Mayor, Silver have a laugh as city pays up for Fiterman
One of Mayor Michael Bloomberg’s and Assembly Speaker Sheldon Silver’s biggest battles this year was over money for Fiterman Hall, the City University of New York classroom building damaged on 9/11.
Silver and CUNY said the city owed more than $70 million to the $325 million project, while Bloomberg said the city had put in plenty, especially since the cost estimate for a new Fiterman Hall was skyrocketing.
Very little of that acrimony remained last Thursday, when Bloomberg announced the city would pay its share to rebuild Fiterman Hall, as first reported by Downtown Express online last Wednesday. The major players from CUNY and state and city government stood side by side at the press conference, all smiles and jokes — though the mayor acknowledged the past in what sounded mostly like a compliment to Silver.
“To say that [Silver] has worked me over about Fiterman Hall a handful of times is one of the great understatements of all times,” Bloomberg said with Silver at his side. “He has been relentless. And because of that, perhaps, that’s why we’re here.”
Silver laughed as Bloomberg spoke, as did much of the audience gathered in the Borough of Manhattan Community College’s main building on Chambers St. Fiterman Hall was a B.M.C.C. classroom building on 9/11, and since then the contaminated building has stood shrouded as a reminder of all that has yet to be done at the site.
“It took a long time, maybe in retrospect longer than it should have, but I’ve never been one to look back,” Bloomberg said.
Asked the reason for the delay, Bloomberg said it was the “long and torturous negotiations” with the building’s insurers.
There was also a delay, albeit a shorter one, when the city said earlier this year that it would not pay any more money to the project. Bloomberg said Thursday that he had been holding out to make sure the construction was economical. He decided to put the money in now “because we just couldn’t get it done for less money, and we need the building,” he said. “You press and you press and you press, and when you finally say you’ve gotten as good a deal as you think you’ll be able to get, you go ahead and do it.”

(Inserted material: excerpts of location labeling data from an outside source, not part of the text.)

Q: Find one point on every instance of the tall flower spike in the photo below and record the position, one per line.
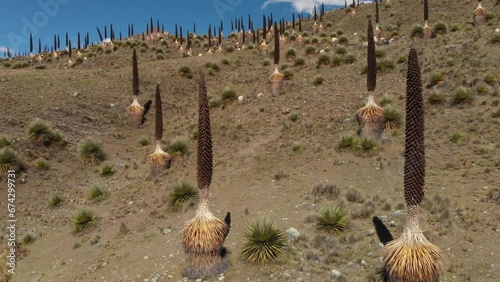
(135, 110)
(205, 168)
(411, 257)
(158, 160)
(414, 169)
(371, 74)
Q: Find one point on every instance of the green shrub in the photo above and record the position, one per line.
(182, 195)
(83, 220)
(300, 61)
(186, 72)
(332, 220)
(264, 242)
(323, 60)
(417, 31)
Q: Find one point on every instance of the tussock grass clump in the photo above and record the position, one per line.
(417, 31)
(186, 72)
(4, 142)
(83, 220)
(28, 239)
(367, 145)
(178, 148)
(348, 142)
(40, 133)
(329, 191)
(55, 201)
(435, 98)
(300, 61)
(96, 194)
(9, 161)
(393, 117)
(318, 80)
(106, 170)
(264, 242)
(332, 219)
(91, 152)
(323, 60)
(228, 96)
(463, 96)
(183, 194)
(41, 164)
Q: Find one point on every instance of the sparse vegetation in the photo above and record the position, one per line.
(91, 152)
(264, 242)
(83, 220)
(184, 194)
(332, 219)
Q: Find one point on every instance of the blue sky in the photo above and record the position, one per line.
(44, 18)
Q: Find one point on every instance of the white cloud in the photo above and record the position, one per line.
(307, 5)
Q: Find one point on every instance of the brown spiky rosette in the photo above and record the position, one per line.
(136, 112)
(411, 257)
(371, 119)
(159, 160)
(414, 169)
(479, 15)
(205, 162)
(276, 82)
(203, 238)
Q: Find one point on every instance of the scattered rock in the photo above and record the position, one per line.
(292, 234)
(338, 275)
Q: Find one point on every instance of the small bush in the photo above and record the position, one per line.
(354, 196)
(96, 194)
(41, 164)
(440, 28)
(332, 220)
(323, 60)
(417, 31)
(463, 96)
(9, 161)
(186, 72)
(310, 50)
(55, 201)
(348, 142)
(300, 61)
(106, 170)
(91, 152)
(341, 50)
(28, 239)
(178, 147)
(291, 54)
(83, 220)
(343, 40)
(182, 195)
(288, 74)
(318, 80)
(264, 241)
(367, 145)
(435, 98)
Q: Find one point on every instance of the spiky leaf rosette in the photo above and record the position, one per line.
(159, 117)
(371, 74)
(202, 238)
(411, 257)
(371, 119)
(414, 168)
(135, 75)
(159, 160)
(136, 112)
(426, 10)
(276, 45)
(205, 168)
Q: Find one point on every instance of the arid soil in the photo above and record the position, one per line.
(266, 163)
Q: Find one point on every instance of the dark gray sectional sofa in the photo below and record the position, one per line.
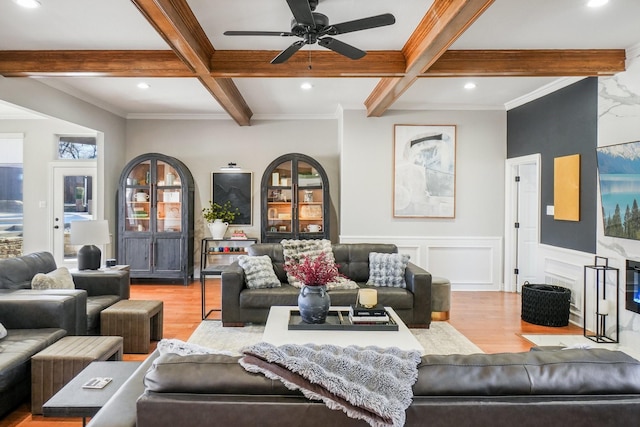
(35, 319)
(32, 325)
(551, 388)
(242, 305)
(94, 290)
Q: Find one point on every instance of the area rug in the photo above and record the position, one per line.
(576, 341)
(440, 338)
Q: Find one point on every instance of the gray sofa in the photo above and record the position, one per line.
(33, 323)
(242, 305)
(551, 388)
(95, 290)
(35, 319)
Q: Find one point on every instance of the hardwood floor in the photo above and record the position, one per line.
(490, 319)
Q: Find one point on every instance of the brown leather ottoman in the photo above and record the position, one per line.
(56, 365)
(137, 321)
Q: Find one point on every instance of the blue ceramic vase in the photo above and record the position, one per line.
(313, 303)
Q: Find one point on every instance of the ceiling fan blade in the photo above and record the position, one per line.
(258, 33)
(302, 12)
(362, 24)
(288, 52)
(341, 48)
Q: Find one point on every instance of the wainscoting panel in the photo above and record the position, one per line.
(470, 263)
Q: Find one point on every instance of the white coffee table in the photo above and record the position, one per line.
(276, 332)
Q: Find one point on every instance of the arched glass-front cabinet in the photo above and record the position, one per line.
(155, 218)
(294, 199)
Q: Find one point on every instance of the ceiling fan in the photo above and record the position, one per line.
(314, 27)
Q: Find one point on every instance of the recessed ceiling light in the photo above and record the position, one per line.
(29, 4)
(597, 3)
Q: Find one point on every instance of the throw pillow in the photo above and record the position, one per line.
(56, 279)
(387, 270)
(258, 271)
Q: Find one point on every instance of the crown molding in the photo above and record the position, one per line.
(633, 53)
(543, 91)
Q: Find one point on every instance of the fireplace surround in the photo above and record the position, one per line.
(632, 294)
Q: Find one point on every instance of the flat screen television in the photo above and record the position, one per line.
(619, 175)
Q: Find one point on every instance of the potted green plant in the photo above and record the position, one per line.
(218, 217)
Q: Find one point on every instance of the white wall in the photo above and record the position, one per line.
(39, 150)
(467, 249)
(68, 115)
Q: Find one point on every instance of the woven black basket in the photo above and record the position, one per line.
(545, 305)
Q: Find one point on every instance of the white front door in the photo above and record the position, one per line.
(74, 195)
(522, 221)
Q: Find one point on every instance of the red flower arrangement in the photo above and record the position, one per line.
(316, 271)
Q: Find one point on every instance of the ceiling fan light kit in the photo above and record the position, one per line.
(313, 27)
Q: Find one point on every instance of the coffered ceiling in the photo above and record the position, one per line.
(99, 50)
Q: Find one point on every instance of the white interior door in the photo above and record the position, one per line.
(73, 198)
(522, 221)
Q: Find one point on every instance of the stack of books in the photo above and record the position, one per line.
(368, 315)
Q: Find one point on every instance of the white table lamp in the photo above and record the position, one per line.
(89, 234)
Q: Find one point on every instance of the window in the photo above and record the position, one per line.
(77, 147)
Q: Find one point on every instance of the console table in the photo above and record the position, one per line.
(222, 252)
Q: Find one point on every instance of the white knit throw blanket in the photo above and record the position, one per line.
(371, 383)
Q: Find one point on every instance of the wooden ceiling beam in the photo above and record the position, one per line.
(255, 64)
(92, 63)
(177, 25)
(528, 63)
(443, 23)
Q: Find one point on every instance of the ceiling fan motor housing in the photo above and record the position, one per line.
(321, 21)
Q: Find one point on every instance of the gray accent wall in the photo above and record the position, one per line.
(562, 123)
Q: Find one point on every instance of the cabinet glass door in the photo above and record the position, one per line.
(310, 199)
(169, 199)
(138, 198)
(280, 206)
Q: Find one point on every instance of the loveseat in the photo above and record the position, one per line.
(32, 324)
(94, 290)
(242, 305)
(577, 387)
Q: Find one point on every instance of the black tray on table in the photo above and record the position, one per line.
(338, 320)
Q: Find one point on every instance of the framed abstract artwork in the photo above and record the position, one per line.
(424, 171)
(236, 187)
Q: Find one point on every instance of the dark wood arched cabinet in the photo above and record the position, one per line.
(155, 218)
(294, 199)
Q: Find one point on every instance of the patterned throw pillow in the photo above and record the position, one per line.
(56, 279)
(387, 270)
(258, 271)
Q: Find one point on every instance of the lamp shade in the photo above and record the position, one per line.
(89, 234)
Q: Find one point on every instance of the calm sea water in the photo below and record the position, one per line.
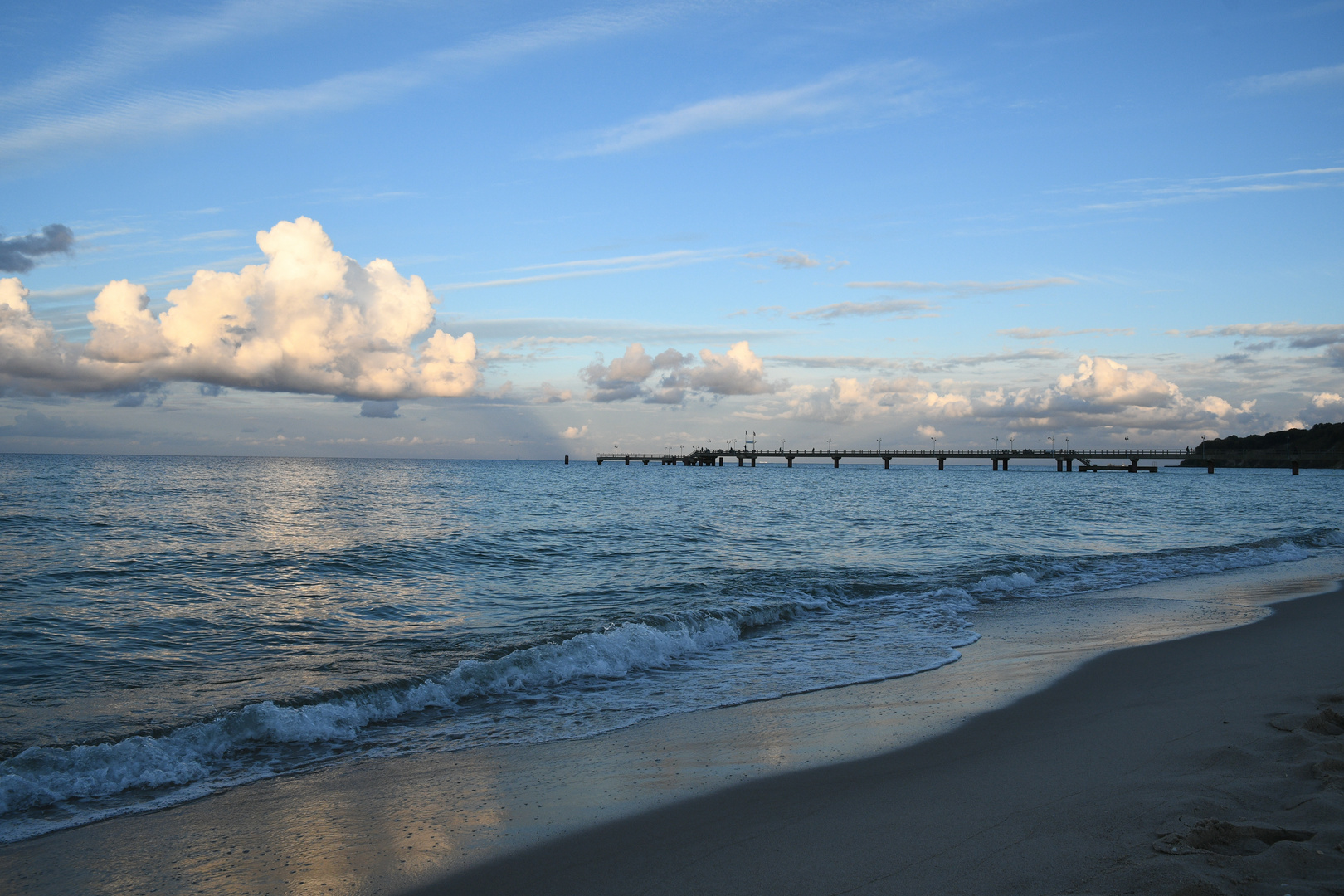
(173, 626)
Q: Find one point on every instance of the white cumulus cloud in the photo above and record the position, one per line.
(307, 320)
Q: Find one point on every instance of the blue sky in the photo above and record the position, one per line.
(667, 225)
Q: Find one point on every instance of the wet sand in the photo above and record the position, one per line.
(1210, 765)
(812, 793)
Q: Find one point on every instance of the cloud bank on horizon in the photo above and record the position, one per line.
(665, 222)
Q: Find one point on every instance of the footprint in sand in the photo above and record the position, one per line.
(1226, 839)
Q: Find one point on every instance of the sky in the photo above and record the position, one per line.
(518, 230)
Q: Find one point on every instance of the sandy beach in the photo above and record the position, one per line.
(1210, 765)
(1051, 758)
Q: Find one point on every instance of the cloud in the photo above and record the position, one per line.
(1225, 187)
(307, 320)
(597, 268)
(1098, 392)
(1298, 334)
(37, 425)
(1025, 332)
(916, 364)
(139, 117)
(735, 373)
(1298, 80)
(130, 42)
(1326, 399)
(860, 90)
(796, 260)
(552, 395)
(964, 288)
(17, 253)
(622, 377)
(992, 358)
(894, 306)
(385, 410)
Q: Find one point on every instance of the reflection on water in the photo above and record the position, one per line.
(247, 617)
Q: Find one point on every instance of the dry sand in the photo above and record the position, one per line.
(1211, 765)
(1064, 791)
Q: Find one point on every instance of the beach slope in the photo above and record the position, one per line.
(1209, 765)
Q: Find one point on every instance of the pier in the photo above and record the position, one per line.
(1127, 460)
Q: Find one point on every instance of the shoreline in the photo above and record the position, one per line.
(390, 824)
(1200, 766)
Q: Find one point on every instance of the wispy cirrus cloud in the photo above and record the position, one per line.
(962, 288)
(129, 42)
(1298, 80)
(1053, 332)
(1222, 187)
(597, 266)
(144, 116)
(1298, 334)
(894, 306)
(859, 90)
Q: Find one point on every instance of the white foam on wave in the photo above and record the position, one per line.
(47, 776)
(206, 755)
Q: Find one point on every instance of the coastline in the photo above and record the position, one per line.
(1207, 765)
(390, 824)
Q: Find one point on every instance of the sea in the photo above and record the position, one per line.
(173, 626)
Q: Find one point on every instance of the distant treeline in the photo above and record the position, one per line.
(1320, 446)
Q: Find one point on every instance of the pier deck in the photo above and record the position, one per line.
(1086, 460)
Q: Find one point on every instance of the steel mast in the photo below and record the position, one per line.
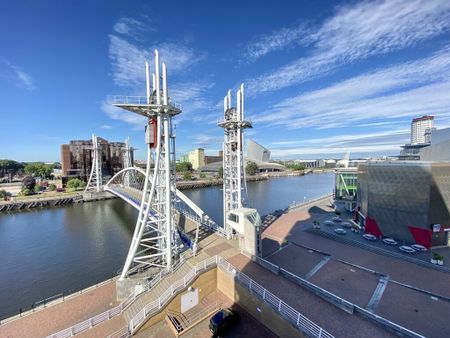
(153, 243)
(234, 187)
(95, 178)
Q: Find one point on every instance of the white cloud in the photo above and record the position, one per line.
(131, 27)
(276, 41)
(122, 115)
(395, 92)
(21, 78)
(357, 32)
(128, 60)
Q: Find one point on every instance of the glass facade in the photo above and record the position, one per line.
(404, 199)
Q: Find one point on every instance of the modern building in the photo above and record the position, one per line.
(76, 158)
(261, 156)
(345, 187)
(311, 163)
(214, 159)
(406, 200)
(420, 127)
(197, 158)
(183, 158)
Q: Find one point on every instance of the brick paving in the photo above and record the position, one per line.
(407, 307)
(415, 310)
(248, 326)
(290, 226)
(296, 259)
(63, 315)
(324, 314)
(353, 284)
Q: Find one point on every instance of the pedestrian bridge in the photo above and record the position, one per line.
(128, 184)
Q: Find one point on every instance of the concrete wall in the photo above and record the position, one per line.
(255, 306)
(206, 283)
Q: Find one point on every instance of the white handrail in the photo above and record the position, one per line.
(142, 316)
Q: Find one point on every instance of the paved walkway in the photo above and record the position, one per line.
(62, 315)
(413, 309)
(324, 314)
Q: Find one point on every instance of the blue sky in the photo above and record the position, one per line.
(322, 77)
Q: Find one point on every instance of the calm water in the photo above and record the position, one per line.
(48, 251)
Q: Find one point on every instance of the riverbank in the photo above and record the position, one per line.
(184, 185)
(39, 201)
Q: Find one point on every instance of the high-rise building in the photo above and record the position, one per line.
(76, 158)
(197, 158)
(420, 128)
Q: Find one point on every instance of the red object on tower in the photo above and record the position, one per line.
(152, 132)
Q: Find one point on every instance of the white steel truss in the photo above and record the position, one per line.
(154, 242)
(234, 186)
(127, 162)
(95, 178)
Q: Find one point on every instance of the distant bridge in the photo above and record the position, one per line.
(128, 184)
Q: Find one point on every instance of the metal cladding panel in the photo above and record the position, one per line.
(397, 197)
(440, 195)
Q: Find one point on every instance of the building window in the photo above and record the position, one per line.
(233, 218)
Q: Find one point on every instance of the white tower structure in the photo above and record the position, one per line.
(153, 243)
(419, 128)
(95, 178)
(127, 163)
(234, 187)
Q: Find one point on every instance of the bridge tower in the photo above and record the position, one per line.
(95, 178)
(154, 241)
(234, 186)
(126, 153)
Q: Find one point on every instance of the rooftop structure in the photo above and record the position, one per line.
(419, 127)
(76, 158)
(406, 200)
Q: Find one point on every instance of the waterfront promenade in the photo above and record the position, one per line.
(375, 281)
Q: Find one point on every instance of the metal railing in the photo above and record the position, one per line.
(305, 201)
(123, 99)
(288, 312)
(285, 310)
(52, 300)
(155, 306)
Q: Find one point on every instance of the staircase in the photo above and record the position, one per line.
(153, 294)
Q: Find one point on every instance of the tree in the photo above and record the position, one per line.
(28, 183)
(10, 166)
(184, 166)
(295, 166)
(75, 184)
(5, 194)
(251, 168)
(39, 169)
(187, 176)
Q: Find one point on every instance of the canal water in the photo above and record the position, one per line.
(45, 252)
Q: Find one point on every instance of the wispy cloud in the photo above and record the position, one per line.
(20, 77)
(355, 32)
(132, 27)
(399, 91)
(128, 69)
(275, 41)
(128, 60)
(377, 142)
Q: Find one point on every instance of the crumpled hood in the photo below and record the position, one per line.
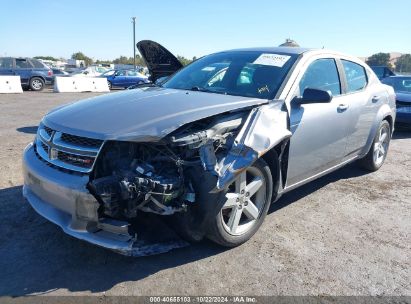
(146, 114)
(403, 97)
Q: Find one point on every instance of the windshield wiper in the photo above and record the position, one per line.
(200, 89)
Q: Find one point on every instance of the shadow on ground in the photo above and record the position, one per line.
(401, 134)
(37, 257)
(28, 130)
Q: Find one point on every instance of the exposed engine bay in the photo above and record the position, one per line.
(151, 177)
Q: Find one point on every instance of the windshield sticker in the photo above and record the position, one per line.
(272, 59)
(208, 69)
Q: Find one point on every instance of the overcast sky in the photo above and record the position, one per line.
(103, 29)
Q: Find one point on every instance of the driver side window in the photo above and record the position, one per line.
(321, 74)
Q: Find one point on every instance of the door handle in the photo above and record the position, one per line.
(342, 107)
(375, 98)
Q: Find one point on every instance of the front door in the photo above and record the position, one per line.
(319, 129)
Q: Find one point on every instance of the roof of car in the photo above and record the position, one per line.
(287, 50)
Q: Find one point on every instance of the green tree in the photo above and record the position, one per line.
(81, 56)
(46, 58)
(403, 64)
(379, 59)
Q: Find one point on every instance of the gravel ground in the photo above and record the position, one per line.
(345, 234)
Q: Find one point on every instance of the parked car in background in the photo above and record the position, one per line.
(59, 72)
(33, 73)
(210, 149)
(402, 88)
(91, 71)
(382, 71)
(108, 73)
(125, 78)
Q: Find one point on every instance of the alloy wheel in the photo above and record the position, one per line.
(244, 202)
(381, 146)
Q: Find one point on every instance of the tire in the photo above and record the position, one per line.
(378, 151)
(232, 229)
(36, 84)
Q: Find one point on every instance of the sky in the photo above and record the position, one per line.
(103, 29)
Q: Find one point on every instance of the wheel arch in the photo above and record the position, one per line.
(384, 113)
(37, 76)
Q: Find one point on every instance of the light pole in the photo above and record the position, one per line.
(134, 41)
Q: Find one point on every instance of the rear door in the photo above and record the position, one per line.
(6, 66)
(23, 69)
(160, 62)
(319, 129)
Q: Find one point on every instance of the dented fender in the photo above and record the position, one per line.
(265, 127)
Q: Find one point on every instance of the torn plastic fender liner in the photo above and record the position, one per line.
(265, 127)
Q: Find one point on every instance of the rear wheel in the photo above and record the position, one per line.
(379, 148)
(36, 84)
(246, 204)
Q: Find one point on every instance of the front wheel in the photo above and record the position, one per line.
(379, 148)
(245, 206)
(36, 84)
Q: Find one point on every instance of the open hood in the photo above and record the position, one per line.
(160, 62)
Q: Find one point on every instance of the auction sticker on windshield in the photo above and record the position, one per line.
(272, 59)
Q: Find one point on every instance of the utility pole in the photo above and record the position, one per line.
(134, 41)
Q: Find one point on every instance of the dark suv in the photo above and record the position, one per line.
(33, 73)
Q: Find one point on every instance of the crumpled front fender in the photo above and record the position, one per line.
(265, 127)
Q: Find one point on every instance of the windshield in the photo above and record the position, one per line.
(400, 85)
(242, 73)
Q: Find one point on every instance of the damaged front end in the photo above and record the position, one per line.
(132, 179)
(152, 177)
(124, 195)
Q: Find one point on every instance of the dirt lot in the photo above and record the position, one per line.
(345, 234)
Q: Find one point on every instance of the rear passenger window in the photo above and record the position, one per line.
(355, 75)
(37, 64)
(6, 63)
(322, 74)
(23, 64)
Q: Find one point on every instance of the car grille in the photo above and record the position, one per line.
(67, 151)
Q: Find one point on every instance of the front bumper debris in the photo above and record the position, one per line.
(63, 199)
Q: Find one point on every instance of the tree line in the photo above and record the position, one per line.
(402, 64)
(119, 60)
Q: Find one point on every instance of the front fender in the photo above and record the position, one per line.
(384, 112)
(265, 128)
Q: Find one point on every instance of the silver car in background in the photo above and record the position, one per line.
(210, 149)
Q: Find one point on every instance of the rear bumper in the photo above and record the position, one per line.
(63, 199)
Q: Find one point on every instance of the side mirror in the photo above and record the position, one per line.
(161, 80)
(315, 96)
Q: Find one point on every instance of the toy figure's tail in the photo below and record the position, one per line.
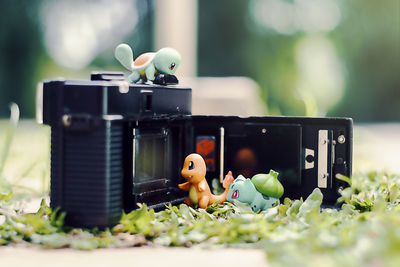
(124, 54)
(225, 184)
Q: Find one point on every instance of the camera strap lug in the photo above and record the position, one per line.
(77, 122)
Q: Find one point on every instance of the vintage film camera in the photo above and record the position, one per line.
(115, 144)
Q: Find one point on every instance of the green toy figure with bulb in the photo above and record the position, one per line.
(261, 192)
(158, 67)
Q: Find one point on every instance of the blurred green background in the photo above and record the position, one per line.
(309, 57)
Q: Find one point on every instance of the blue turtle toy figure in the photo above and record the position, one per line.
(158, 67)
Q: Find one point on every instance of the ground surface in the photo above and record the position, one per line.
(376, 147)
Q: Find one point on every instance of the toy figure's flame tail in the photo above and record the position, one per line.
(225, 184)
(124, 54)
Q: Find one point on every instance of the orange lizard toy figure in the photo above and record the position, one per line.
(194, 170)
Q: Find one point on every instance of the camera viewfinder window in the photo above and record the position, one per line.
(150, 157)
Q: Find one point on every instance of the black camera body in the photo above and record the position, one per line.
(114, 145)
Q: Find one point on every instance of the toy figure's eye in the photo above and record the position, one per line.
(191, 165)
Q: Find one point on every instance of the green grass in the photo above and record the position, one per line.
(364, 232)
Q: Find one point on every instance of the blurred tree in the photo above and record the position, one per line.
(20, 52)
(367, 42)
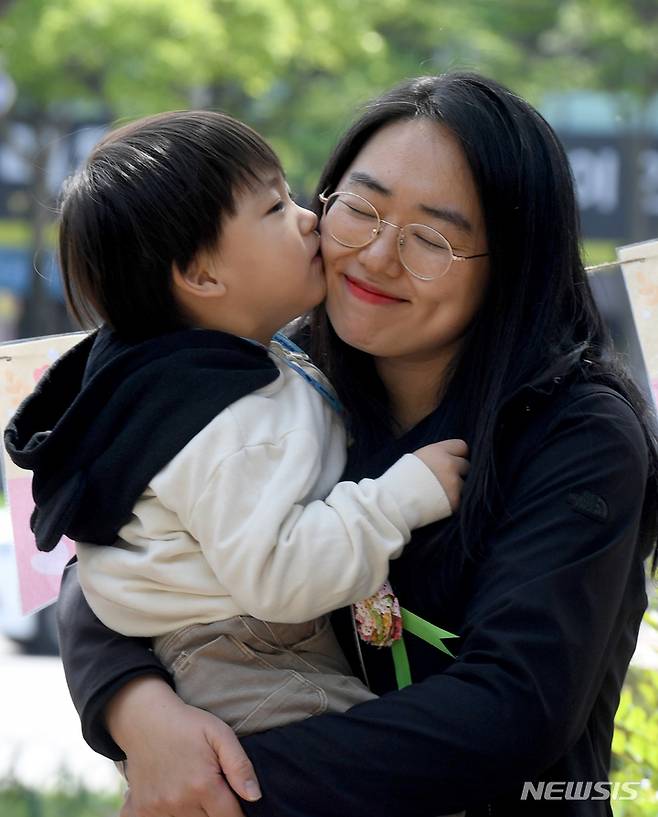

Fiterman Hall is currently being decontaminated and is expected to be demolished by next fall. The new Fiterman Hall is scheduled to open in the spring of 2012.
Matthew Goldstein, CUNY’s chancellor, spoke Thursday about visiting ground zero on the morning of Sept. 12 with B.M.C.C. President Antonio Perez.
“We were all deeply traumatized,” Goldstein recalled, “but I looked him in the eye, and I said, ‘Tony we’re going to get this redone.’ And we didn’t know if we were going to be able to repair the building or if it had to be torn down and started anew. But I made that promise to the president and today that promise is being realized.”